Tory ordered her coffee, said hello to one of
the students in her Tuesday and Thursday afternoon American literature class, and then joined Ben at his table.
“So what’s up?” she asked right away. She’d been playing guessing games since he’d walked away from her that morning. Surely he didn’t have to drop out of school. Not when he was doing so well.
She’d already made up her mind that if he was having financial problems, she’d find a way to help him. One thing Tory had plenty of was money. Bruce had granted her a generous allowance, and she’d been siphoning money off to Christine for years for the times Tory escaped from him and couldn’t access her own funds.
“I think Alex’s new father is beating her.”
Tory stared at him. “What makes you think so?”
Raucous noises at the video machines, the sounds of ice-cream scoops being dropped in cleaning bins, parents asking children what they wanted—it all faded as Tory soaked up every word Ben was telling her. Soon the ice-cream shop didn’t even exist. Tory was there with little Alex, hugging that wall.

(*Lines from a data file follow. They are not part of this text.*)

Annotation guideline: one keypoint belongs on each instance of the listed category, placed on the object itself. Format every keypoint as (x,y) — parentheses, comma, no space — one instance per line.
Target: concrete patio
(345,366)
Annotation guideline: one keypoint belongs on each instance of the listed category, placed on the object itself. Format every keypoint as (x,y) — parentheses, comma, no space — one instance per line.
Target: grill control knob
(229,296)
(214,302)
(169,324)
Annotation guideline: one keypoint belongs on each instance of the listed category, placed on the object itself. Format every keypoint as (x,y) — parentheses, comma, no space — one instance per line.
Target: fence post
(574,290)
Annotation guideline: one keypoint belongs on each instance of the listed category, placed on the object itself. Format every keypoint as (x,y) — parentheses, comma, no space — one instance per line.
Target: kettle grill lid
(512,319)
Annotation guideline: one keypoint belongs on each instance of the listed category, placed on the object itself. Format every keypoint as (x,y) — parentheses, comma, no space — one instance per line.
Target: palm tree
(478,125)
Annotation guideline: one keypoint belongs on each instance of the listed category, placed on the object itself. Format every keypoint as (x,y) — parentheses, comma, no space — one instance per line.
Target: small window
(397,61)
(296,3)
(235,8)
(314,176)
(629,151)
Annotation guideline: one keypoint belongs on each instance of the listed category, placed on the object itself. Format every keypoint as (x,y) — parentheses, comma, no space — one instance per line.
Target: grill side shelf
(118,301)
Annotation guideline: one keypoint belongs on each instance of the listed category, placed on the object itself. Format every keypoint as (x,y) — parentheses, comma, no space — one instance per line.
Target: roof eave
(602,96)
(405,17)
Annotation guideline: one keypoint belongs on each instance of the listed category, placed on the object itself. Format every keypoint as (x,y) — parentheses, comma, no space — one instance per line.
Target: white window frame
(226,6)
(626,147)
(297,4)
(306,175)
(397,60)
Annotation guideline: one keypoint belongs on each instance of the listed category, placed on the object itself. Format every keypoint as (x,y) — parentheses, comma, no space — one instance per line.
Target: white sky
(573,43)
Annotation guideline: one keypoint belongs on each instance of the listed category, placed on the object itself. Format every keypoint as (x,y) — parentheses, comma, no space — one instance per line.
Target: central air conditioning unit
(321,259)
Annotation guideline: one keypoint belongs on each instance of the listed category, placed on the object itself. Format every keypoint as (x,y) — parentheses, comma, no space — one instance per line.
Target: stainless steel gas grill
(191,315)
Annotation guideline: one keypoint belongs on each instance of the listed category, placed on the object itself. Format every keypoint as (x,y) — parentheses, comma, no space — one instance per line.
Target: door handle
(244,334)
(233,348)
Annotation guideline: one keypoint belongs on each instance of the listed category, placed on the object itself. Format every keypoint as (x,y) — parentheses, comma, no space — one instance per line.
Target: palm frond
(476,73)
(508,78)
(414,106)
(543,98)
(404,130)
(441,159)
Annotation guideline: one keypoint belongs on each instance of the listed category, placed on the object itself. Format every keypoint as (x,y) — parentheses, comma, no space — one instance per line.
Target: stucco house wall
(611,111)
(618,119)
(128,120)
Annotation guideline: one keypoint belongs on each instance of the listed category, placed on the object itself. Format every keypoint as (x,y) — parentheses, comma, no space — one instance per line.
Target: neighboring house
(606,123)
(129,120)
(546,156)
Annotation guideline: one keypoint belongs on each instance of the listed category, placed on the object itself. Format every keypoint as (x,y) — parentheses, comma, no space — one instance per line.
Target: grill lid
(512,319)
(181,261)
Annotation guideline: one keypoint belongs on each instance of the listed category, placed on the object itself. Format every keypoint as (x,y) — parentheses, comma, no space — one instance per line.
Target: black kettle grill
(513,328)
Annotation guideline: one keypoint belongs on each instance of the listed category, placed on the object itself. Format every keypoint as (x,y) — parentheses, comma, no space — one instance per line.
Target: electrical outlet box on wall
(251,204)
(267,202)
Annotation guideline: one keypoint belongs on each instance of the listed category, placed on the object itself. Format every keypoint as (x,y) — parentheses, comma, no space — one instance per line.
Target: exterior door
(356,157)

“…I called Mary the next morning, but I had to be careful,” Ben was saying, running his fingers through his thick curls. “I don’t want to do or say anything that might come back on Alex.”

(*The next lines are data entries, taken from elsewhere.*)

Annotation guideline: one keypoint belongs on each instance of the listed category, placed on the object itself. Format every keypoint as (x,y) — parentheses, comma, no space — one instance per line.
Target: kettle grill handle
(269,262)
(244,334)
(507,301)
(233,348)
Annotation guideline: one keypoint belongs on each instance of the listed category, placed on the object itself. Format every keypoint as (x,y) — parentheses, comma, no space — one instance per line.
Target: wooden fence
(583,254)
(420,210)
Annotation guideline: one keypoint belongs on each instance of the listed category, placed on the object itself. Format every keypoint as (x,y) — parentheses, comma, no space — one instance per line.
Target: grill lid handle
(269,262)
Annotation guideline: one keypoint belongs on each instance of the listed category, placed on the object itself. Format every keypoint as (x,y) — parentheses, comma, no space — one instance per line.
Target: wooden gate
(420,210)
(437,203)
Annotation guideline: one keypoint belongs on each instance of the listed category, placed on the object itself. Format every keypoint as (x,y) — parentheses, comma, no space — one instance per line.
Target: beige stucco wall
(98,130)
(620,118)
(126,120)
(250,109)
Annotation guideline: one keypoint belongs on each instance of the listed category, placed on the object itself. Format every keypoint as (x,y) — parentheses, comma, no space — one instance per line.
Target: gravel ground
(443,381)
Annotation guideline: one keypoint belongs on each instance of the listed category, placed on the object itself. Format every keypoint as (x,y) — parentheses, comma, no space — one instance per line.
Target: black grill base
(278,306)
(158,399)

“Do you think Mary knows Pete’s hitting her?”
“I didn’t want to think so, but probably.” He sighed, pushed his nearly full cup of coffee away.
“She defends the bastard, won’t hear anything negative. Says it’s just sour grapes and that I’m trying to make trouble for her. That I’m jealous and bitter and don’t want her to be happy.”
Folding her hands in her lap to still their shaking, Tory applied herself one hundred percent to the problem. There had to be something they could do.
“Have you called the authorities?” She couldn’t believe she was even asking. The authorities had become a standing joke to her and Christine. But unlike Tory, Alex had someone out there who loved her. Someone who’d back her when the adults in question used their positions, their rights as her parents, to knock holes in her story.
Ben nodded, his face ashen. “They’re keeping an eye on things, but so far there’s no evidence. They checked Alex at school and there’s no sign of any bruises.”
“They’ll keep checking, I hope?”
“I don’t know how involved Child Welfare’s going to be, but the school nurse assured me she’d keep a close eye on Alex. She encouraged me to call her daily, which I’ve been doing. Apparently Al’s teacher has noticed a change in her behavior. Al’s not participating in class as much, doesn’t seem as focused.”